Can I use std::transform in place with a parallel execution policy?

Question

If I am not mistaken, I can make std::transform perform in place by using the same range as an input and output iterator. Assume I have some std::vector object vec, then I would write

std::transform(vec.cbegin(),vec.cend(),vec.begin(),unary_op)

using a suitable unary operation unary_op.

Using the C++17 standard, I would like to execute the transform in parallel by sticking an std::execution::par in there as the first argument. This would make the function go from overload (1) to (2) in the cppreference article on std::transform. However the comments to this overload says:

unary_op [...] must not invalidate any iterators, including the end iterators, or modify any elements of the ranges involved. (since C++11)

Does "modify any elements" really mean I cannot use the algorithm in place or is this talking about a different detail that I misinterpreted?

Answer 1

I believe that it's talking about a different detail. The unary_op takes an element of the sequence and returns a value. That value is stored (by transform) into the destination sequence.

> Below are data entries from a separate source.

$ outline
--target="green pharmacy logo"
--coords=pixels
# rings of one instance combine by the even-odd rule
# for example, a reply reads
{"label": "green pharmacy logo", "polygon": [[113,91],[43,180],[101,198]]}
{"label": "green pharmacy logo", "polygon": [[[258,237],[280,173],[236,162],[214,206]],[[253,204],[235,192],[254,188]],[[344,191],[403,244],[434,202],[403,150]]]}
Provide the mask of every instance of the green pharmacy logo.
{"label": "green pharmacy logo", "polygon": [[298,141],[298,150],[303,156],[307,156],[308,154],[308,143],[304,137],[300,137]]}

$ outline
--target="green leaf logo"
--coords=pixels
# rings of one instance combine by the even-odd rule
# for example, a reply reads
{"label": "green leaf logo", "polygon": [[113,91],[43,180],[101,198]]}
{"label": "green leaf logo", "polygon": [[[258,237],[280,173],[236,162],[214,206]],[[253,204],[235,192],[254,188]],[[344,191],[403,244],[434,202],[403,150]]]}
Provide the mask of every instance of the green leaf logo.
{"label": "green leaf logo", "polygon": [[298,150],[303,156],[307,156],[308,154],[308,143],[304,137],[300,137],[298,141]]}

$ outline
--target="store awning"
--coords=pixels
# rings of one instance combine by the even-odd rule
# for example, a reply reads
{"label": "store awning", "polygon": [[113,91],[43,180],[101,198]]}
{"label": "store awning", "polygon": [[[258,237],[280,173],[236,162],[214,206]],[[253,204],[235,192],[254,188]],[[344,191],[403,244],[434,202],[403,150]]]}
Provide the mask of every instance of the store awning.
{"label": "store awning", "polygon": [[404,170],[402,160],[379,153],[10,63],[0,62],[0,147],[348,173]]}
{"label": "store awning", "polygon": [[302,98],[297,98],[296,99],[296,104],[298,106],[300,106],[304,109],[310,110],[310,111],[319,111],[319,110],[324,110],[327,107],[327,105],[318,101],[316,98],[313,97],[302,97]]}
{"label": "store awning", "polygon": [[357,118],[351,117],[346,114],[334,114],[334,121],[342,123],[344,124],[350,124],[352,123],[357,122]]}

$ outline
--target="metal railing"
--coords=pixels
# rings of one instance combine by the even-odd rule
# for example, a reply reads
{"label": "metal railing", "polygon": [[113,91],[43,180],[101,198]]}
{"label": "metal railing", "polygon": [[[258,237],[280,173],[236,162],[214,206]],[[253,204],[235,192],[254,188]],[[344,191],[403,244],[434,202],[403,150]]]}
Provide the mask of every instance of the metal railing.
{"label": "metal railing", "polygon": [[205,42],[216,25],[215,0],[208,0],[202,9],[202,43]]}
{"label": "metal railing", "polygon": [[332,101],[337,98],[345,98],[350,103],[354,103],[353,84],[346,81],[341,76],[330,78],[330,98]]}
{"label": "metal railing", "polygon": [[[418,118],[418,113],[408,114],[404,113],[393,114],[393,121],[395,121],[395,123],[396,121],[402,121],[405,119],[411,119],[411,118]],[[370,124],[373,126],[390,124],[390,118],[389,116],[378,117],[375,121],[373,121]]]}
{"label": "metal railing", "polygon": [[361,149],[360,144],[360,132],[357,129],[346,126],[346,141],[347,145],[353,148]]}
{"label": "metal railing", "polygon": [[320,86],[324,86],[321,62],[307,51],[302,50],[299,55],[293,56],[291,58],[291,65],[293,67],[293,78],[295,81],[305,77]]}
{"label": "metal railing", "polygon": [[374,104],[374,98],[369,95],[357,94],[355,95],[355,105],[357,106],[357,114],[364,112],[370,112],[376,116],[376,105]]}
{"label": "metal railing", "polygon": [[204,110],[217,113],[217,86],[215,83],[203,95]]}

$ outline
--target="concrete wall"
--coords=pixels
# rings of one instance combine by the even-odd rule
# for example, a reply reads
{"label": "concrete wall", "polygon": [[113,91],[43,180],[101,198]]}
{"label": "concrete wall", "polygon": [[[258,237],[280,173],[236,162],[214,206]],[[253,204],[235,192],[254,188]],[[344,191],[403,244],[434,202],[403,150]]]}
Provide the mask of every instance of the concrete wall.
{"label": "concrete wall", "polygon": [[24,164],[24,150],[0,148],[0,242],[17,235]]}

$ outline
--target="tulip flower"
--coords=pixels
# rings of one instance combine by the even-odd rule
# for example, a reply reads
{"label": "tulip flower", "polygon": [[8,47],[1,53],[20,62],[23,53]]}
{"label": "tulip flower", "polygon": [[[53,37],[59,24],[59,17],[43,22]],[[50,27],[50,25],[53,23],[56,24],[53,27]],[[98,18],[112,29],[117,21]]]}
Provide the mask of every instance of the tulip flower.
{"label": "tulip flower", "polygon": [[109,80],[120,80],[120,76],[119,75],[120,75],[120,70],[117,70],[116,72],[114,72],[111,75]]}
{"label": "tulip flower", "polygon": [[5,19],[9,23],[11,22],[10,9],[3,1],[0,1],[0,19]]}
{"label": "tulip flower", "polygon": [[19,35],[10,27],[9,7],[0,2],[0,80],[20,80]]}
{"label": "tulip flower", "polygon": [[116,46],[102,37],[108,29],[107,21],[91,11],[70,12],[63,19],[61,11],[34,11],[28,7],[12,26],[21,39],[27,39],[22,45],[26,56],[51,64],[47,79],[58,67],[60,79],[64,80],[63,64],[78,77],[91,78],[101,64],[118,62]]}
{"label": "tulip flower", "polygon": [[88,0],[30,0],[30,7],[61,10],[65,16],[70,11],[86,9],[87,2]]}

So this unary_op would be fine:

int times2(int v) { return 2*v; }

but this one would not:

int times2(int &v) { return v*=2; }

But that's not really what you're asking about. You want to know if you can use the unary_op version of transform as a parallel algorithm with the same source and destination range. I don't see why not. transform maps a single element of the source sequence to a single element of the destination sequence. However, if your unary_op isn't really unary, (i.e, it references other elements in the sequence - even if it only reads them, then you will have a data race).